Our basic rights & freedoms are universal & irreducible
The Fourth Amendment prohibits search or seizure, not just of property and papers, but of people, without a warrant issued by a judge, based on probable cause, with evidence supporting that claim. The Ninth Amendment recognizes that rights need not be written into law to enjoy full and irreducible protection under law. The Fifth Amendment requires all people, no matter their immigration status, have due process before being deprived of life, liberty, or property. It also says no person can be compelled to be a witness against themselves.
All of these rights guarantees also provide context for the rarely discussed, but vital Third Amendment, which prohibits anyone, including the federal government, from forcing people to allow soldiers to live in their homes. The wider context of the whole Bill of Rights is important, because the Third Amendment is more than just a note about British occupation in 1776 or 1812. It is a clear signal that under no circumstances should Americans seek or accept the militarization of their communities.
On July 3, a group of heavily armed masked men, wearing a variety of military-style outfits and claiming to be federal agents with the bureau of Immigration and Customs Enforcement, marched onto a recreational baseball field in New York City. They began surrounding, menacing, and interrogating children, demanding to know “Where are you from? Where are your parents from?”
Noticing that the kids on the field were scared, a youth baseball coach intervened—in defense of the United States Constitution, and to safeguard the most fundamental rights of those children. He led the kids into the batting cage, and promised to defend them against violent aggression or unlawful detention. He reminded them that under the Fifth Amendment, they have a right to remain silent and not answer questions and informed the purported ICE agents that they would not be answering questions.
In an interview with New York’s local West Side Rag, Youman Wilder explained:
It’s all about civics. If you don’t know your rights, they will trample on them. Knowing the law and understanding that they had no right to ask anything of these kids, who are American citizens, and don’t have anything to prove to them. The officers were saying we don’t know if they are American citizens, but I said, it doesn’t matter if they are American citizens or not, they still have constitutional rights, you still violate their 4th, 5th, or 14th amendment rights.
The “agents” who refused to identify themselves, pointed combat weapons at children, and attempted to nullify the Bill of Rights, were committing numerous crimes by their actions. They reportedly claimed that by preventing unlawful detention and providing legally required information about Constitutional rights, the coach could be arrested for “obstructing” their paramilitary invasion of his baseball field.
A brave, patriotic youth baseball coach, driven by decency and the instinct to protect innocent children against violent aggression, says he told himself “I am willing to die today, to make sure [these kids] get home safe.”
In that moment of selfless courage, the coach not only protected those kids on that baseball field; he stood up for the fundamental rights and freedoms of all Americans, and for our founding laws, which protect those rights by making the protections universal and irreducible.
Paramilitary “sweeps” and “raids” involving combat weapons, body armor, masked agents with no identifying information, mass detention, without warrants, evidence, or due process, or any oversight by a court of law… these are crimes against every person living in the United States.
If baseball is not safe, nothing is safe.

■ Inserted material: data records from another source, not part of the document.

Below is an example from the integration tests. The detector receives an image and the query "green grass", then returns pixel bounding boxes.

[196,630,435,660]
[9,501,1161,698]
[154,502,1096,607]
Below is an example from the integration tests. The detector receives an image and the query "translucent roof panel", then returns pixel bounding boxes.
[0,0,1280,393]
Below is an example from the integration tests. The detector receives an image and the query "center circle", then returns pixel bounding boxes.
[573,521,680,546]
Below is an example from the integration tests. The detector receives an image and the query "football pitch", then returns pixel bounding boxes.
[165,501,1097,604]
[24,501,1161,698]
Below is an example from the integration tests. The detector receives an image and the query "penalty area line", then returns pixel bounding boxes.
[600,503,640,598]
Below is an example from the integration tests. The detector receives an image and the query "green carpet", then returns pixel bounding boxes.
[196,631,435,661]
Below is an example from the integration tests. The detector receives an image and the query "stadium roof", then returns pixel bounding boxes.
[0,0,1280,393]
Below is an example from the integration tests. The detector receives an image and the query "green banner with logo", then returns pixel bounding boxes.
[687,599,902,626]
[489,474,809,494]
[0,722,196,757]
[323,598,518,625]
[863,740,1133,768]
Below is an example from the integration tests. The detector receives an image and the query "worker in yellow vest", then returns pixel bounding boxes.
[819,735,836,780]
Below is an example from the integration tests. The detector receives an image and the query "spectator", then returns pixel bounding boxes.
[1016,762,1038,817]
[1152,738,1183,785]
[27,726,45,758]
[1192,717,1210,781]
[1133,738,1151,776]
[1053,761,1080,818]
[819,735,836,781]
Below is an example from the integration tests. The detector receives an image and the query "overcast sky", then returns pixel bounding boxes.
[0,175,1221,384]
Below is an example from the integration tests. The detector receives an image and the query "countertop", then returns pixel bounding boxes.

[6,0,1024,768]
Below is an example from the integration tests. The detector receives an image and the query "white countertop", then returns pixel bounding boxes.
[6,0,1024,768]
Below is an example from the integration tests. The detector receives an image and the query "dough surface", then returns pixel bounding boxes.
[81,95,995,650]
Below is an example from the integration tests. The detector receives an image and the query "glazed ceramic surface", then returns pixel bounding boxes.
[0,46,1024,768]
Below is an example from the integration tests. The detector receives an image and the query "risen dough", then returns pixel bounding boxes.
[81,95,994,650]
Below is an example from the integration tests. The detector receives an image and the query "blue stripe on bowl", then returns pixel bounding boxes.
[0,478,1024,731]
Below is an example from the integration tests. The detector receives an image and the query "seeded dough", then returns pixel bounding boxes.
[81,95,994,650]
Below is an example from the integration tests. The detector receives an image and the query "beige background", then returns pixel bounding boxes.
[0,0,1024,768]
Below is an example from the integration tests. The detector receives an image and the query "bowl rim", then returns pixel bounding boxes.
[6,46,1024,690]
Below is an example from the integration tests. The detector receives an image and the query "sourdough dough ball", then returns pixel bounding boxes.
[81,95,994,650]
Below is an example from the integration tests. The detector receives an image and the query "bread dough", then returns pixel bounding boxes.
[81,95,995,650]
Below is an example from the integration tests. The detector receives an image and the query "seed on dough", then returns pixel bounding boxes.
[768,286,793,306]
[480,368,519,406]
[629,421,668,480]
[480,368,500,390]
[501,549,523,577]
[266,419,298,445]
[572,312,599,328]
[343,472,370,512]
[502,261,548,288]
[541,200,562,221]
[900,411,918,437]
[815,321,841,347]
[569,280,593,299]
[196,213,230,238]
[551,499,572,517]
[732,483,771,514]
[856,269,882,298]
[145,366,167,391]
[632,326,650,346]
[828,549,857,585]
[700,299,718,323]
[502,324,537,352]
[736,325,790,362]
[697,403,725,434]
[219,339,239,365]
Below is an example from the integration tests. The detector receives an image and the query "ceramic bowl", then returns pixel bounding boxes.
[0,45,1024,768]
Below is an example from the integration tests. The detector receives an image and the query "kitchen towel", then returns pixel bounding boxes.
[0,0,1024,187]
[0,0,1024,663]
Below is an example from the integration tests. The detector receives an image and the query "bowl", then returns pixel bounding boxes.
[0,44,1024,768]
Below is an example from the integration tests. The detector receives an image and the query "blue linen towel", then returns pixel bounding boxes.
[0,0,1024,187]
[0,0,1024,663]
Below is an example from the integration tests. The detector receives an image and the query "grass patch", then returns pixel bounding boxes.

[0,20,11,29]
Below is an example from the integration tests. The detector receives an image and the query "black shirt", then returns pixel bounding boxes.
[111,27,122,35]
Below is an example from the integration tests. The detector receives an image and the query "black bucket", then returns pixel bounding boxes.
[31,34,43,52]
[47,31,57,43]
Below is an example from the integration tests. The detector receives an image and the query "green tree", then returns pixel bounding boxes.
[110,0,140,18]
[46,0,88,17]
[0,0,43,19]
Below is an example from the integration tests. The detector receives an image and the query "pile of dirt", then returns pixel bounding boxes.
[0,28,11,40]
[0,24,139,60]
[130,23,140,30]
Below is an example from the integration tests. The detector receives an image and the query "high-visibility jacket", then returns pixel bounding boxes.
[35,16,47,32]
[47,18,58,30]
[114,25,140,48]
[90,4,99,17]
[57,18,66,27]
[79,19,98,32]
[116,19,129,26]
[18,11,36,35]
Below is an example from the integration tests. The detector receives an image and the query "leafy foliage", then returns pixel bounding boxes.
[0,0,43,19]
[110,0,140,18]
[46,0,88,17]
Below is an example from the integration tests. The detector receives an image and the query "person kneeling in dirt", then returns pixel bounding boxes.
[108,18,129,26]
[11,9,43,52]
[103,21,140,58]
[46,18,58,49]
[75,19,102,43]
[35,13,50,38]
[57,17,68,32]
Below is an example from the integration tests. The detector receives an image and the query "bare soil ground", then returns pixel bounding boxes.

Not going to church on Sunday. Not getting ice cream cones on a hot summer day. Not going to the hospital to be treated for life-threatening illness or injury. Not serving your country with honor and self-sacrifice in the Armed Forces. ICE has not even respected the legal process for asylum, residency and naturalization.
The First Amendment guarantees the right “to peaceably Assemble”. That includes instituing local governments and state legislatures, as well as PTA meetings, and civil rights protests. And, it includes the right to join community groups, have picnics in parks, and yes, to play baseball, without armed gangs of men claiming to represent the government treating you as if you live in Nazi Germany, or some other God-forsaken place where rights and freedoms have no value and no defense.
That is the experience those targeted by hate-based violence have long had. In the 1830s and 40s, the Know Nothing terrorist movement killed innocent people and burned churches, to attack immigrants. From the mid-19th century forward, the Ku Klux Klan committed acts of terror and mass killing, in hopes of establishing something like the Nazi regime.
These terrorist movements were run by and comprised of traitors, people who had betrayed the most fundamental purpose of the nation. Some worked with the Nazis during the Depression and the Second World War. Some infiltrated police forces; some imprisoned people under false pretenses to re-establish human enslavement by another name: “convict leasing”.
People summarily sentenced and unlawfully imprisoned have died in record numbers this year. A report on past deaths in ICE custody found 95% could have been prevented with medical care that was denied or delayed. Human life and freedom are being devalued, degraded, and erased, by extralegal paramilitary squads working to dismantle the everyday fabric of American communities.
In the United States, the transcendent human rights of every person have primacy over any of the whims of power. That is the purpose of the country. The President and those to whom he gives orders are servants, not rulers. They have no right to rule with an iron fist; they are constrained, absolutely and irreducibly, by the spirit and letter of the law.